Ultrastructural findings in horses with chronic obstructive pulmonary disease (COPD) I: alterations of the larger conducting airways

Abstract
Extensive light and electron microscopy studies of the conducing airways were carried out in 28 horses with varying degrees of clinically manifested chronic obstructive pulmonary disease (COPD) and in 8 horses with normal lungs. The principal ulstrastructural changes were found in the ciliated cells. There was focal loss of ciliated cells, which were replaced by undifferentiated cells in a largely hyperplastic epithelium, and some horses, independent of the degree of severity of the disease, showed various types of ciliary malformation. The finding of dilated intercellular clefts and accumulations of mast cells was interpreted as morphological evidence of non-specific mucosal hyperreactivity.
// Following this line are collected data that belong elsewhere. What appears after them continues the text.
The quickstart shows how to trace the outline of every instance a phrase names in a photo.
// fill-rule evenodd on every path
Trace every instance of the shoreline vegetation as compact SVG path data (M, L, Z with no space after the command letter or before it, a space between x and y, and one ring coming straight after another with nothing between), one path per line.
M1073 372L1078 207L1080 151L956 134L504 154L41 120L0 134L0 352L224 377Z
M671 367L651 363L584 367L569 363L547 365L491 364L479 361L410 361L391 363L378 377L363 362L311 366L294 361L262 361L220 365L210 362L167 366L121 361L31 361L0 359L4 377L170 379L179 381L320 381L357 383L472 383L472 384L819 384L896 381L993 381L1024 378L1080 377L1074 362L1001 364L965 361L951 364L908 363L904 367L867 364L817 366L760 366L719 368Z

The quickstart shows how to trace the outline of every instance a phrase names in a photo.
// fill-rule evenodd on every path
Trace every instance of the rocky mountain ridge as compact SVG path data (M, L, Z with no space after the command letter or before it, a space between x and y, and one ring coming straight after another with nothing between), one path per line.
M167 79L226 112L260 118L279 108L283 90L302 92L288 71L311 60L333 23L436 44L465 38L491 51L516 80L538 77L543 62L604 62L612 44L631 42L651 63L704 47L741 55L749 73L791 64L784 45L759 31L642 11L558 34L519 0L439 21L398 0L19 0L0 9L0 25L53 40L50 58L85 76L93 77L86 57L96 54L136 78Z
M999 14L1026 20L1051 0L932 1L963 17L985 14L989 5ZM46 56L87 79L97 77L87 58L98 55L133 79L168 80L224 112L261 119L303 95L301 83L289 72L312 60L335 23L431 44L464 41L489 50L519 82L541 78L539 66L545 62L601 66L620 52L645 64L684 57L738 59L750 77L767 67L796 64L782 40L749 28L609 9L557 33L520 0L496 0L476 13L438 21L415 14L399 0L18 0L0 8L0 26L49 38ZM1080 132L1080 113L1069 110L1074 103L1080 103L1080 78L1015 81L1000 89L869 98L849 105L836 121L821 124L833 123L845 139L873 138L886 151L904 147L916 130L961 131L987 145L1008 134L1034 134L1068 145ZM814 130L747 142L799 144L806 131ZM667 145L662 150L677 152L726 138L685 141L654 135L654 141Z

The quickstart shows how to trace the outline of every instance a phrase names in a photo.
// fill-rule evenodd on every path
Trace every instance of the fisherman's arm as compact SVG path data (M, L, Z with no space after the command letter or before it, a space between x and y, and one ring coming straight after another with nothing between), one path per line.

Interstitial cells with intracytoplasmal crystal inclusions, the cause of which is not clear, were seen in many horses. Comparison between the clinical diagnosis and the morphological findings showed partial correlation. The ciliary loss, the appearance of peribronchial inflammatory processes and the occurrence of intracytoplasmic crystalline inclusions showed diagnosis agreed with the degree of the morphological findings. The changes in the conducting airways were interpreted pathogenetically as reactive processes to changes in the small airways in the course of equine COPD.